Figure 4.

siRNA minilibrary screen identified UBTF as an essential gene for the formation of rDNA linkages. (A) Schematic representation of the siRNA minilibrary used to screen for genes that eliminate rDNA linkages in c-Myc–overexpressing cells. c-Myc–overexpressing RPE1 derivative cMyc-3 cells were transfected with siRNAs for 72 h, followed by mitotic spread preparation and FISH labeling for the rDNA. The number of interchromosomal linkages was scored manually. Genes whose knockdown prevented mitotic entry, precluding chromosomal spread preparation, are highlighted in gray. The sole hit, UBTF, is highlighted in red. (B) Representative chromosomal spreads from c-Myc–overexpressing cells and untransfected (untr.) control or transfected with UBTF siRNAs.
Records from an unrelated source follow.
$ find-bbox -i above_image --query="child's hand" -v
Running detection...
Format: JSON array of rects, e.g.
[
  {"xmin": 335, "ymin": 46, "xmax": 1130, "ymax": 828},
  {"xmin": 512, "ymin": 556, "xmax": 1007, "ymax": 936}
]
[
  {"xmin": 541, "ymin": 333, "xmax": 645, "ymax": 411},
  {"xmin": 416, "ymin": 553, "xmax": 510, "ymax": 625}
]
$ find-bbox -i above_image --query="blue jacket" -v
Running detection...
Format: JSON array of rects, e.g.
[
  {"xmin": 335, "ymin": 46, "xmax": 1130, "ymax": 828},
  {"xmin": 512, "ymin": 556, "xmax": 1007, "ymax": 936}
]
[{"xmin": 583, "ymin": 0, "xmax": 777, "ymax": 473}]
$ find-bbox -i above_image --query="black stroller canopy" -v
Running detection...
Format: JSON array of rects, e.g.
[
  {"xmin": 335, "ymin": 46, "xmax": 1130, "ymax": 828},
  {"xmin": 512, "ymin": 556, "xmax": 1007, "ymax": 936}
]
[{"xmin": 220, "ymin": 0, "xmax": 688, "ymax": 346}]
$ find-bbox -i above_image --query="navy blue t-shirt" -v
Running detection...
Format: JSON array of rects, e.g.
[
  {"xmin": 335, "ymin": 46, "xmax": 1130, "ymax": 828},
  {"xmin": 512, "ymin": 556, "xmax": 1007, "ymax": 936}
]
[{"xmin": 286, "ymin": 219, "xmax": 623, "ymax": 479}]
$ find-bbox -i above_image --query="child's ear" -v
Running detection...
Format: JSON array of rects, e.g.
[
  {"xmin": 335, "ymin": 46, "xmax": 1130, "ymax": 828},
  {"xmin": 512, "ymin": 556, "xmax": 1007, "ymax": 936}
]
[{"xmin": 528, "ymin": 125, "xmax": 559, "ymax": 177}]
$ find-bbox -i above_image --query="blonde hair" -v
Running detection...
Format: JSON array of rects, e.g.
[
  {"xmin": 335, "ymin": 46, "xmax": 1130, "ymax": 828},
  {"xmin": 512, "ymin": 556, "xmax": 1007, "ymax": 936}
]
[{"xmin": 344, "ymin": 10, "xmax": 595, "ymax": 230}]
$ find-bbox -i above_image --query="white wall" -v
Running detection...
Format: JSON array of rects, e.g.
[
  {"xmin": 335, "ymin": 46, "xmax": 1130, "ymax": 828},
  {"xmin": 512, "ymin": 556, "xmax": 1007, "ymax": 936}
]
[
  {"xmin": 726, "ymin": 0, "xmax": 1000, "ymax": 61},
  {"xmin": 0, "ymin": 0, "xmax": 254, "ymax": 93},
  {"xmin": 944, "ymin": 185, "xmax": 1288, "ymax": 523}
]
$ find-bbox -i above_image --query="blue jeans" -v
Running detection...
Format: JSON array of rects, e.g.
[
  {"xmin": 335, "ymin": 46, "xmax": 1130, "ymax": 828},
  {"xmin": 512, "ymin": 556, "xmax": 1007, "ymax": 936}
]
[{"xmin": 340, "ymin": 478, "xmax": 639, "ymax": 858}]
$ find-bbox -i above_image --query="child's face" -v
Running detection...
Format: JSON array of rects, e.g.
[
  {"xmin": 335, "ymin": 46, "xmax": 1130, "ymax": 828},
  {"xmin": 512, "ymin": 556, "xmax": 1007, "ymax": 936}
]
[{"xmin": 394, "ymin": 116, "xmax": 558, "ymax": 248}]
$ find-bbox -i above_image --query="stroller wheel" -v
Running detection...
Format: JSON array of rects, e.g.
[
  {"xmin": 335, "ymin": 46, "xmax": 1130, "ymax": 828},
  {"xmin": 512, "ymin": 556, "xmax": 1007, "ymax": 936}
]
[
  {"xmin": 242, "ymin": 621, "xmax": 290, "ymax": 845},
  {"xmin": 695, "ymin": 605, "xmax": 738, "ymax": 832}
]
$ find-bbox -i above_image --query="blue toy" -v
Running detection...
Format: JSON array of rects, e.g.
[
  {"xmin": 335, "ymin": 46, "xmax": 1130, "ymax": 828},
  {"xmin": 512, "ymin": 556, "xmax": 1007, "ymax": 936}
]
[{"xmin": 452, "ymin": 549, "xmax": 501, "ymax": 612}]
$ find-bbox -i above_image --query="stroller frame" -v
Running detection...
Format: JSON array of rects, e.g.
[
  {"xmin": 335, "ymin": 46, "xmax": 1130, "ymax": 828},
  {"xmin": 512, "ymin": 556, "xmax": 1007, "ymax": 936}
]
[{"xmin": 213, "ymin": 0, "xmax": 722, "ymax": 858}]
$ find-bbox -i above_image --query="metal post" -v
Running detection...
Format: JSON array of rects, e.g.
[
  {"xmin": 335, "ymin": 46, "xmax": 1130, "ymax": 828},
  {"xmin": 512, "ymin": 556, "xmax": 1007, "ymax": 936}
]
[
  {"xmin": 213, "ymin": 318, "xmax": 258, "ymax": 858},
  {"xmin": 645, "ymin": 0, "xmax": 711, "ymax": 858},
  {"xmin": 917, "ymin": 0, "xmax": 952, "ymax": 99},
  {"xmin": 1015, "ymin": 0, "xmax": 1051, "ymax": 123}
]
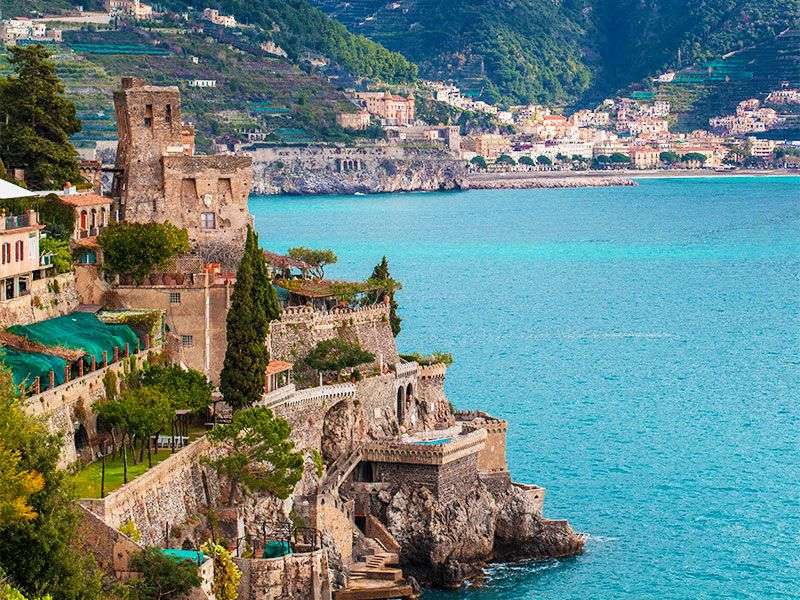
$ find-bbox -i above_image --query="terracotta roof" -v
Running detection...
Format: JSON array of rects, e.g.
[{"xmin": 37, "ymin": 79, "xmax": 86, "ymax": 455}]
[
  {"xmin": 61, "ymin": 194, "xmax": 113, "ymax": 206},
  {"xmin": 75, "ymin": 235, "xmax": 100, "ymax": 248},
  {"xmin": 264, "ymin": 250, "xmax": 311, "ymax": 270},
  {"xmin": 266, "ymin": 360, "xmax": 294, "ymax": 375}
]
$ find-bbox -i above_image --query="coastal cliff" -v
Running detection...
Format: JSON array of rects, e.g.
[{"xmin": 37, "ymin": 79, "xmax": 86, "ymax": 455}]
[{"xmin": 250, "ymin": 146, "xmax": 468, "ymax": 194}]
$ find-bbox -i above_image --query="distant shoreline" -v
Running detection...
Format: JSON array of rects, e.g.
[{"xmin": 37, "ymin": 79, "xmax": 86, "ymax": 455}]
[{"xmin": 467, "ymin": 169, "xmax": 800, "ymax": 189}]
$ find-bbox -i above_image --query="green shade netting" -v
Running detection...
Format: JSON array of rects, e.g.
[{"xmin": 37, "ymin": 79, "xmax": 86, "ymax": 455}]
[
  {"xmin": 0, "ymin": 347, "xmax": 67, "ymax": 390},
  {"xmin": 8, "ymin": 313, "xmax": 139, "ymax": 365},
  {"xmin": 161, "ymin": 548, "xmax": 206, "ymax": 565},
  {"xmin": 264, "ymin": 540, "xmax": 292, "ymax": 558}
]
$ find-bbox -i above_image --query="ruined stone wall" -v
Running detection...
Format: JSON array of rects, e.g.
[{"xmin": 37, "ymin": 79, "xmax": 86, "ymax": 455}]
[
  {"xmin": 22, "ymin": 349, "xmax": 138, "ymax": 468},
  {"xmin": 247, "ymin": 145, "xmax": 468, "ymax": 194},
  {"xmin": 160, "ymin": 154, "xmax": 253, "ymax": 245},
  {"xmin": 270, "ymin": 304, "xmax": 398, "ymax": 364},
  {"xmin": 0, "ymin": 273, "xmax": 80, "ymax": 327},
  {"xmin": 109, "ymin": 274, "xmax": 232, "ymax": 383},
  {"xmin": 311, "ymin": 494, "xmax": 355, "ymax": 564},
  {"xmin": 415, "ymin": 364, "xmax": 455, "ymax": 429},
  {"xmin": 75, "ymin": 265, "xmax": 111, "ymax": 304},
  {"xmin": 233, "ymin": 550, "xmax": 331, "ymax": 600},
  {"xmin": 82, "ymin": 438, "xmax": 219, "ymax": 546}
]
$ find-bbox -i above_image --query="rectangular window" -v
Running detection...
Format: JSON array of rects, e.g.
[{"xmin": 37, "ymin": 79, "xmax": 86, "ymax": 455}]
[{"xmin": 200, "ymin": 213, "xmax": 217, "ymax": 229}]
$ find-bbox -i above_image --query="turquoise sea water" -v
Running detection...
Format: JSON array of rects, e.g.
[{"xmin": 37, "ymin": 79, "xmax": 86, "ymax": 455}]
[{"xmin": 251, "ymin": 178, "xmax": 800, "ymax": 600}]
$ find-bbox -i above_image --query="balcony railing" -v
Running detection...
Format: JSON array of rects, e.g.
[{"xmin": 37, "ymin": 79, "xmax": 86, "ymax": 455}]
[{"xmin": 6, "ymin": 214, "xmax": 31, "ymax": 230}]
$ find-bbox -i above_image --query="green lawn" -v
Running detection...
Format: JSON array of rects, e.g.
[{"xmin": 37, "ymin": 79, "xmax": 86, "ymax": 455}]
[{"xmin": 72, "ymin": 427, "xmax": 206, "ymax": 498}]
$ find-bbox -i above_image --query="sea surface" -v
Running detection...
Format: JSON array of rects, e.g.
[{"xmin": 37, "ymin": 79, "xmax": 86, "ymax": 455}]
[{"xmin": 250, "ymin": 178, "xmax": 800, "ymax": 600}]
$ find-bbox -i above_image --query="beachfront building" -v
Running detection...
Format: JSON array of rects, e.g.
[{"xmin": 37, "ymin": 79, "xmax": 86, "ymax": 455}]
[
  {"xmin": 355, "ymin": 92, "xmax": 415, "ymax": 125},
  {"xmin": 461, "ymin": 133, "xmax": 511, "ymax": 159},
  {"xmin": 0, "ymin": 210, "xmax": 50, "ymax": 301},
  {"xmin": 105, "ymin": 0, "xmax": 153, "ymax": 21},
  {"xmin": 629, "ymin": 146, "xmax": 661, "ymax": 169}
]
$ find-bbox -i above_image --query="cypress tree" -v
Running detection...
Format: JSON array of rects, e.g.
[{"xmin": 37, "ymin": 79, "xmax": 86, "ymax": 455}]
[
  {"xmin": 370, "ymin": 256, "xmax": 402, "ymax": 337},
  {"xmin": 219, "ymin": 227, "xmax": 268, "ymax": 410}
]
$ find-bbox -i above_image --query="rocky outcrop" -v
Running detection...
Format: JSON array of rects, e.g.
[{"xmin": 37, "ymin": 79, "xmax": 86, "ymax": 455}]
[
  {"xmin": 382, "ymin": 480, "xmax": 584, "ymax": 588},
  {"xmin": 253, "ymin": 155, "xmax": 468, "ymax": 194}
]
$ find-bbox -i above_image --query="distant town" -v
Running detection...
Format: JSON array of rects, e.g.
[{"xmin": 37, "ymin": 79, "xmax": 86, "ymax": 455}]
[{"xmin": 0, "ymin": 0, "xmax": 800, "ymax": 191}]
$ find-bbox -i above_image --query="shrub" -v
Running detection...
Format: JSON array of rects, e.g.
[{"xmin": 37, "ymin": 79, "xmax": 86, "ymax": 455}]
[{"xmin": 97, "ymin": 223, "xmax": 189, "ymax": 283}]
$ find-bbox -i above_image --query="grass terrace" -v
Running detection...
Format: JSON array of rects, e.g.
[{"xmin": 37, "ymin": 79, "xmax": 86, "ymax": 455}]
[{"xmin": 72, "ymin": 425, "xmax": 206, "ymax": 498}]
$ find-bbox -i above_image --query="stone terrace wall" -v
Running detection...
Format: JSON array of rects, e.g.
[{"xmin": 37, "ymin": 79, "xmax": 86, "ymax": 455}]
[
  {"xmin": 233, "ymin": 550, "xmax": 331, "ymax": 600},
  {"xmin": 264, "ymin": 383, "xmax": 356, "ymax": 449},
  {"xmin": 270, "ymin": 304, "xmax": 398, "ymax": 364},
  {"xmin": 81, "ymin": 438, "xmax": 219, "ymax": 546},
  {"xmin": 0, "ymin": 273, "xmax": 80, "ymax": 327},
  {"xmin": 22, "ymin": 349, "xmax": 141, "ymax": 468},
  {"xmin": 73, "ymin": 504, "xmax": 142, "ymax": 579}
]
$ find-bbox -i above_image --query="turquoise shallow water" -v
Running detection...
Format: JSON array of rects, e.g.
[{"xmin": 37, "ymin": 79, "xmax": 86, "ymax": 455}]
[{"xmin": 251, "ymin": 178, "xmax": 800, "ymax": 600}]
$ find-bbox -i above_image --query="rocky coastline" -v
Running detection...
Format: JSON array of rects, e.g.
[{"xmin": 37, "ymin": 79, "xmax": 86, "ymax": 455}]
[
  {"xmin": 248, "ymin": 156, "xmax": 462, "ymax": 195},
  {"xmin": 468, "ymin": 173, "xmax": 637, "ymax": 190}
]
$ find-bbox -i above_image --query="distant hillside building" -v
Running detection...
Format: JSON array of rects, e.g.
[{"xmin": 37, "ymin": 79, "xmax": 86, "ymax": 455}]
[
  {"xmin": 461, "ymin": 133, "xmax": 511, "ymax": 159},
  {"xmin": 112, "ymin": 77, "xmax": 253, "ymax": 244},
  {"xmin": 336, "ymin": 110, "xmax": 369, "ymax": 130},
  {"xmin": 355, "ymin": 92, "xmax": 416, "ymax": 125},
  {"xmin": 203, "ymin": 8, "xmax": 236, "ymax": 27},
  {"xmin": 104, "ymin": 0, "xmax": 153, "ymax": 21}
]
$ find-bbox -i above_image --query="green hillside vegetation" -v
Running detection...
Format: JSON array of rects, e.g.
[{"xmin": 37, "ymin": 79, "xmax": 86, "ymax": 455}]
[
  {"xmin": 157, "ymin": 0, "xmax": 417, "ymax": 83},
  {"xmin": 315, "ymin": 0, "xmax": 800, "ymax": 103}
]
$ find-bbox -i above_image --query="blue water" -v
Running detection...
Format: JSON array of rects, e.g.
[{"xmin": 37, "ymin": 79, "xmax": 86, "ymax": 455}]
[{"xmin": 251, "ymin": 178, "xmax": 800, "ymax": 600}]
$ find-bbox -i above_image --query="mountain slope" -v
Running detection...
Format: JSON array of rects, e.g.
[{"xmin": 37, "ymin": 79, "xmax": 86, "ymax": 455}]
[{"xmin": 314, "ymin": 0, "xmax": 800, "ymax": 103}]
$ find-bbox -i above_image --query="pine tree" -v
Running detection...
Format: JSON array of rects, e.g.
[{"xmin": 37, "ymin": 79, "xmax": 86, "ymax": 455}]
[
  {"xmin": 370, "ymin": 256, "xmax": 402, "ymax": 337},
  {"xmin": 252, "ymin": 233, "xmax": 281, "ymax": 324},
  {"xmin": 219, "ymin": 227, "xmax": 268, "ymax": 409},
  {"xmin": 0, "ymin": 45, "xmax": 81, "ymax": 190}
]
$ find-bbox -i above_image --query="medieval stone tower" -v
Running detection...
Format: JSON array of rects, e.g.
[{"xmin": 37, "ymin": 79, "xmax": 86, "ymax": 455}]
[{"xmin": 114, "ymin": 77, "xmax": 253, "ymax": 246}]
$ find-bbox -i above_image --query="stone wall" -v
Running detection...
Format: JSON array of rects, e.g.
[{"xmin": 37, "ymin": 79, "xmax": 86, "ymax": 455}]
[
  {"xmin": 81, "ymin": 438, "xmax": 219, "ymax": 546},
  {"xmin": 73, "ymin": 504, "xmax": 142, "ymax": 579},
  {"xmin": 247, "ymin": 145, "xmax": 468, "ymax": 194},
  {"xmin": 0, "ymin": 273, "xmax": 80, "ymax": 327},
  {"xmin": 22, "ymin": 348, "xmax": 142, "ymax": 467},
  {"xmin": 270, "ymin": 304, "xmax": 398, "ymax": 364},
  {"xmin": 233, "ymin": 550, "xmax": 331, "ymax": 600},
  {"xmin": 456, "ymin": 412, "xmax": 508, "ymax": 473},
  {"xmin": 108, "ymin": 273, "xmax": 233, "ymax": 383}
]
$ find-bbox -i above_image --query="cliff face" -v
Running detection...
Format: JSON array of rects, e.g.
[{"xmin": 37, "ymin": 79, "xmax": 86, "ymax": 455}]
[
  {"xmin": 384, "ymin": 479, "xmax": 584, "ymax": 588},
  {"xmin": 247, "ymin": 155, "xmax": 468, "ymax": 194}
]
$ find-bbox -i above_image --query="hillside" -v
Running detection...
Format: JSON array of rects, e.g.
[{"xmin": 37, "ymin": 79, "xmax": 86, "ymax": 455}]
[{"xmin": 314, "ymin": 0, "xmax": 800, "ymax": 103}]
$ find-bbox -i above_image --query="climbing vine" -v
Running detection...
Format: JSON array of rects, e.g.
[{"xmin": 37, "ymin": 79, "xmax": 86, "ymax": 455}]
[{"xmin": 200, "ymin": 540, "xmax": 242, "ymax": 600}]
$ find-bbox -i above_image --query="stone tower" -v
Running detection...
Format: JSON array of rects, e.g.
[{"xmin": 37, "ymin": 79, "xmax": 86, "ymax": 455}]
[{"xmin": 114, "ymin": 77, "xmax": 253, "ymax": 246}]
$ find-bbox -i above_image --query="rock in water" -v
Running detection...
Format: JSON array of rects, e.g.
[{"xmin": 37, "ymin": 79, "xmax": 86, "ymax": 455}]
[{"xmin": 386, "ymin": 480, "xmax": 584, "ymax": 588}]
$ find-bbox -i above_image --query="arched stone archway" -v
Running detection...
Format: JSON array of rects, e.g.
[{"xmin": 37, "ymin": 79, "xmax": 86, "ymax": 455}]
[{"xmin": 396, "ymin": 385, "xmax": 406, "ymax": 425}]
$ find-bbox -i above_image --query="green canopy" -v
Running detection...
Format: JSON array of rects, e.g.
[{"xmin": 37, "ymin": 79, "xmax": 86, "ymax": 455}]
[{"xmin": 4, "ymin": 312, "xmax": 139, "ymax": 389}]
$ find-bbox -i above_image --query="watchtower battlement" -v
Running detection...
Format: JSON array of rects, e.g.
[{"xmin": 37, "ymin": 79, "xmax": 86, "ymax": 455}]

Arrows point to interchromosomal linkages in the control spread. In the UBTF knockdown spread, rDNA linkages are absent. Bar, 10 µm. (C) Quantification of the number of interchromosomal rDNA linkages from parental RPE1 cells and c-Myc–overexpressing derivative cell lines cMyc 1–4 transfected with MYC or UBTF siRNAs. Knockdown of UBTF causes a stronger decrease in the frequency of rDNA linkages than the knockdown of MYC in all derivatives. Images of ≥10 chromosomal spreads from each sample were examined. The Mann–Whitney U test was used to compare siRNA-treated samples with control. *, P < 0.05; **, P < 0.001. (D) Western blot analysis of c-Myc and UBF protein levels in cells treated with indicated siRNAs for 72 h. Both MYC and UBTF siRNAs induced strong protein knockdowns.